A concept that appears in several of Os Guiness’s books describes the relationship between freedom, faith, and virtue. While the formulation is unique to the author, he claims that these ideas were understood by the American Founders.

He calls it “The Golden Triangle of Freedom.”

The Golden Triangle consists of three elements that interact to support a free society and the relationships among them:

  • Freedom requires virtue.
  • Virtue requires faith.
  • Faith requires freedom.

Let’s examine each side of the triangle in turn.

Freedom requires virtue. This truth is obvious upon reflection. For members of society to handle freedom, they must have some kind of inner sense of responsibility and self-constraint in order for freedom to not degenerate into licentiousness and chaos.

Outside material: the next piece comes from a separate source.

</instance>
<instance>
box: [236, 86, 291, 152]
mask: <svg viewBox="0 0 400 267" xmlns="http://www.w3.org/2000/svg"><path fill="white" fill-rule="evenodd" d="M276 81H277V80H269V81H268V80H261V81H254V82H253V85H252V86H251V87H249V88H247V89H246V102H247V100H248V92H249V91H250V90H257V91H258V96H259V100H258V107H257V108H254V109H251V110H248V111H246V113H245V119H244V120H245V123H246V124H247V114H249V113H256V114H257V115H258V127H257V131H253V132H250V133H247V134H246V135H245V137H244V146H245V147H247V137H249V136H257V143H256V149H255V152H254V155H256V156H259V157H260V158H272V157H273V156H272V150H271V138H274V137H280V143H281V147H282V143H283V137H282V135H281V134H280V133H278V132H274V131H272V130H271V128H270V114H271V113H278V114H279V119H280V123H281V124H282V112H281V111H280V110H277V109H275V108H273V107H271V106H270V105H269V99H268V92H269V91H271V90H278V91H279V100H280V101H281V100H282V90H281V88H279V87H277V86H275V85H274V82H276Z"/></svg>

In other words, weaker internal control requires stronger external control and vice versa.

Virtue requires faith. Although it was not the Founders’ intention to recognize one theological doctrine over any other, there was strong consensus among them that some kind of belief in transcendent truth and a sense of accountability to a supreme deity was necessary across society in order to maintain morality and virtue. This assumption has been lost in 21st-century America.

Faith requires freedom. While the previous point was clear at the time of the Founding, it was surprising and counter-intuitive to 18th-century political thinkers that disestablishment of an official religious institution would actually encourage vital religious faith. But the American experiment has born it out. This is true because requiring religious sects to compete in the free marketplace of ideas engenders a level of vitality and integrity that state-sponsored churches often manage to survive without.

When any side of the Golden Triangle disintegrates, the entire structure of freedom is weakened.

Today, with atheism and agnosticism dominating much of elitist thought, the link between virtue and faith is under attack. But in addition, the connection between virtue and freedom is weakened because freedom is thought of in purely negative terms—the absence of coercion, with little understanding of freedom as being purposeful and rooted in a noble vision. 

As Convention of States activists, let’s remember that our fight for liberty must be shaped by faith and virtue in order for it be sustainable for future generations.